第180話 ――んっ、だとしたら

「――んっ、だとしたら、人ならざる彼女は人ならざるものに襲われた?」

「そうだと思う。これを見て」

 そう言って、机の上に載っていたビニール袋に入れられたぼろ布を見せられた。

「これは?」

「触らないでよ。貴重な押収物なんだから。これはこの人が保護された時に来ていた衣服、なのに何十年、いえ、下手したら何百年も経っているぐらい劣化したボロ布。触れたところが塵になっちゃうのよ。これだけでも誰かに無理やり乱暴された形跡がないことが証明できるわけ。だって肩に警察官が触れた手形しか残っていないから……。それにこれ、見たことも無い素材でどんなふうに縫製したのかも分からない。天衣無縫ってこのことを言うじゃないかしら」


 俺はここまで話を聞くともう嫌な予感しかしない。女性の様子を気にしながら話を聞いていた美優の眉間にもしわが寄っている。

「この人自身、天星界の人っぽいよな。また、天帝絡みか~?」

 思わず吐いた言葉に周りの雰囲気が剣呑になる。それを吹き飛ばそうとしてホムニス教授は努めて明るく言ってきた。

「まあそういう訳で、私が彼女を預かることになった。怪我人でもない人間をいつまでも入院させておくわけにもいかんし、金もかかる。だからと言って、こんな記憶のない美人を一人で放り出したすわけにもいかん。
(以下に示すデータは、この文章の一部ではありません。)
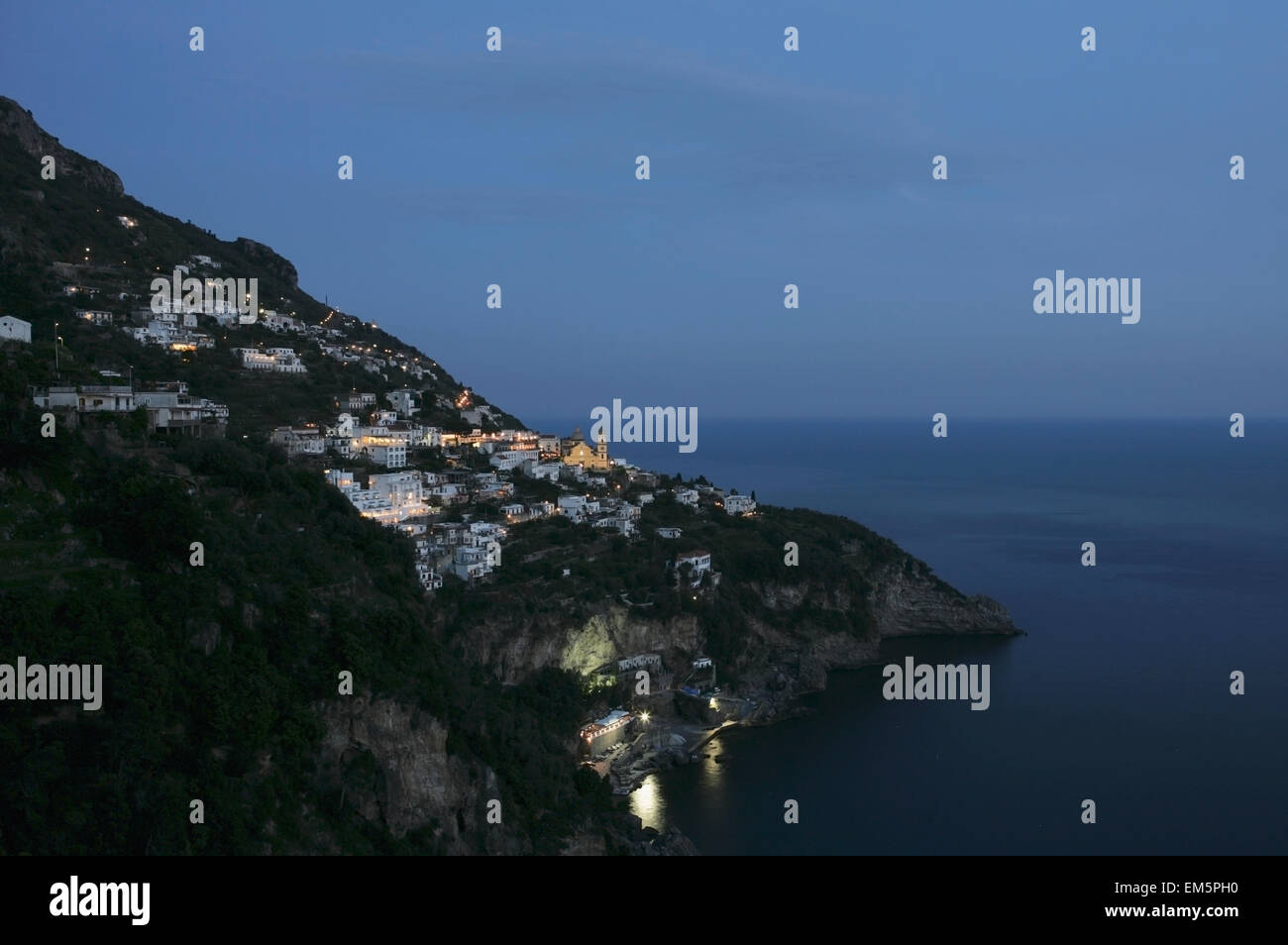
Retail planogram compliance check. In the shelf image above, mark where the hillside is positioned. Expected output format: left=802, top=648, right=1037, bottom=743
left=0, top=99, right=1018, bottom=854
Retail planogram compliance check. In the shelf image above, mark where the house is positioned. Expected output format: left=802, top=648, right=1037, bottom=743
left=33, top=383, right=134, bottom=413
left=559, top=495, right=587, bottom=521
left=335, top=392, right=376, bottom=411
left=528, top=463, right=563, bottom=482
left=385, top=387, right=420, bottom=417
left=268, top=426, right=326, bottom=456
left=595, top=515, right=636, bottom=538
left=0, top=315, right=31, bottom=345
left=233, top=348, right=308, bottom=374
left=368, top=470, right=425, bottom=507
left=579, top=709, right=634, bottom=755
left=561, top=426, right=613, bottom=472
left=488, top=450, right=537, bottom=472
left=675, top=551, right=711, bottom=587
left=369, top=444, right=407, bottom=469
left=134, top=381, right=228, bottom=430
left=452, top=545, right=492, bottom=580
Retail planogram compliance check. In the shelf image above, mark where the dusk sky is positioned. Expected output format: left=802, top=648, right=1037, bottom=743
left=0, top=0, right=1288, bottom=422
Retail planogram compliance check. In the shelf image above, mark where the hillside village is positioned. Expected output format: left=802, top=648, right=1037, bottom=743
left=0, top=244, right=756, bottom=793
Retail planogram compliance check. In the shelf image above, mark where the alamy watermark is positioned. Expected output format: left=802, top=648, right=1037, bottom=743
left=149, top=269, right=259, bottom=325
left=0, top=657, right=103, bottom=712
left=590, top=398, right=698, bottom=454
left=881, top=657, right=992, bottom=712
left=1033, top=269, right=1140, bottom=325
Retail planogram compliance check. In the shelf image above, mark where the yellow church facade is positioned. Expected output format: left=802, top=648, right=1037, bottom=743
left=561, top=426, right=613, bottom=472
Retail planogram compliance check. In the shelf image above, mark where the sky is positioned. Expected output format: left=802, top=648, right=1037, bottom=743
left=0, top=0, right=1288, bottom=422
警察の方にもそれらしい行方不明者はいないらしいから」

「つまりは厄介払いと?」

「まあ、警察の方でもほとほと困っていたらしい。私が引き取ると言ったら、警察官の奴、小躍りしていたぞ」

「そんなこと云っても大丈夫なんですか?」

「私の住んでいるところは高級マンションだからな。何しろ高給取りだからな。一人ぐらい増えてもどーってことないわけだ」

 嫌味にしか聞こえないので2度言わないように。

 そこで俺の内心を読んだように真面目な顔になった。

「それに彼女が再び、この世ならざるものに襲われないとも限らないだろ。そうなれば彼女を守ることが出来るのは、私たちしかいないんじゃないのか?」

 ドヤ顔で俺を見るホムニス教授。そりゃあ肯定しますよ全面的に。


「そうなると、彼女が襲われた場所って言うのが気になりますね?」

 美優がそう話に割り込んでくる。

「そうだな。警察が大分調べたみたいだが……。美優の目で見ればまた何か新しい発見がありそうだな」

「そ、そんなー」

 美優はほほを染めて謙遜するが、何しろ美優は第三の目を持つプレアデス星人の生まれ代わりだ。異界への入り口があるのなら、高次元から見通す美優の目が見つけてくれるだろう。もし、異界への入り口が見つかれば俺が速攻で塞いでやる。


 無意識に右手の拳を左手に叩きつけた。 

 その動作を見た美優がすかさず俺の脇を突っついてきた。

「錬、今日は麗さんがいないから、ベネトナッシュさんを降ろせないんだよ。だから、様子見だけ。危ないことはしないでよ」

 俺の心が読まれた? って気合を入れる時の俺の癖が出ていたみたいだ。相変わらず、美優のシンパシー能力はハンパない!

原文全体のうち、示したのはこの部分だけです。